RBA warns of ‘potential risk’ for property investors

RBA warns of ‘potential risk’ for property investors

20 October 2017

The Reserve Bank has warned of “potential risk” in the property investment market involving the growing number of people with multiple investment properties and an increase in investors aged over 60 who have a mortgage, reports The Sydney Morning Herald.

In its twice-yearly health check on the financial system on Friday, Australia’s central bank indicated that it remained keenly focused on the high levels of household debt, and how borrowers would respond to higher interest rates.

Based on analysis of publicly available tax data, the RBA said there was a “substantial” share of households in lower-income jobs making losses on their rental properties.

“There is also some evidence that changes over time may be increasing risks, namely the rise in the share of households with multiple investment properties and in the share of investors over the age of 60 with mortgage debt, as well as investment across state borders where the investors’ knowledge of the property market can be lower,” the central bank said.

A new report from Citi Research claims that Australia’s housing market sits atop a pile of increasingly vulnerable debt and the glory days for multiple property investors and interest-only borrowers could soon become a nightmare.

Highly leveraged multiple-property investors are at the centre of the report, with 12 per cent of Australian real estate investors said to own six or more properties, a “surprisingly high level of speculation,” according to Citi analysts.

“Tighter lending criteria and rising house prices has meant investors increasingly face net negative cash flows,” report author Craig Williams said.

Many economists believe the Reserve Bank of Australia will begin raising interest rates from record-low levels as soon as mid-next year, meaning those heavily-geared speculators in Sydney and Melbourne markets could be forced to sell as their debt becomes more expensive, reports Fairfax media.

The Australian reports that in March, the Australian Prudential Regulation Authority (APRA) announced strict rules limiting the amount of interest-only loans to 30 per cent of a bank’s new lending.

The warning on top of a 10 per cent annual growth cap on investor lending.
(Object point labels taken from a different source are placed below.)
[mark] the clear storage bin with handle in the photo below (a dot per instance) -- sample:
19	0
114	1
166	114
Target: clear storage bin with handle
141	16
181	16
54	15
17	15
Interest-only loans account for more than 40 per cent of loans in the market.

Regulators are increasingly concerned that borrowers with interest-only loans may not be able to pay down the loan at the end of the five-year period, may not be able to refinance their loan with another interest-only loan due to rising interest rates and lending requirements, and may be unaware they are not paying off the principal on the loan.

Lenders are also bracing for a $21 billion blow-out of interest-only loans as the strict new lending criteria threatens to disqualify borrowers from renewing their loans on current terms, says the AFR.

A threefold increase in the number of loans falling outside new underwriting standards is expected over the next three years as lower rate fixed terms expire and loans are renegotiated, according to a comparison of existing loans with new lending terms and conditions by Digital Finance Analytics (DFA).

“This raises systemic risk to a whole new level. The value of loans is significant – and may be understated,” according to Martin North, principal of DFA, which bases the analysis on the experiences of 52,000 households.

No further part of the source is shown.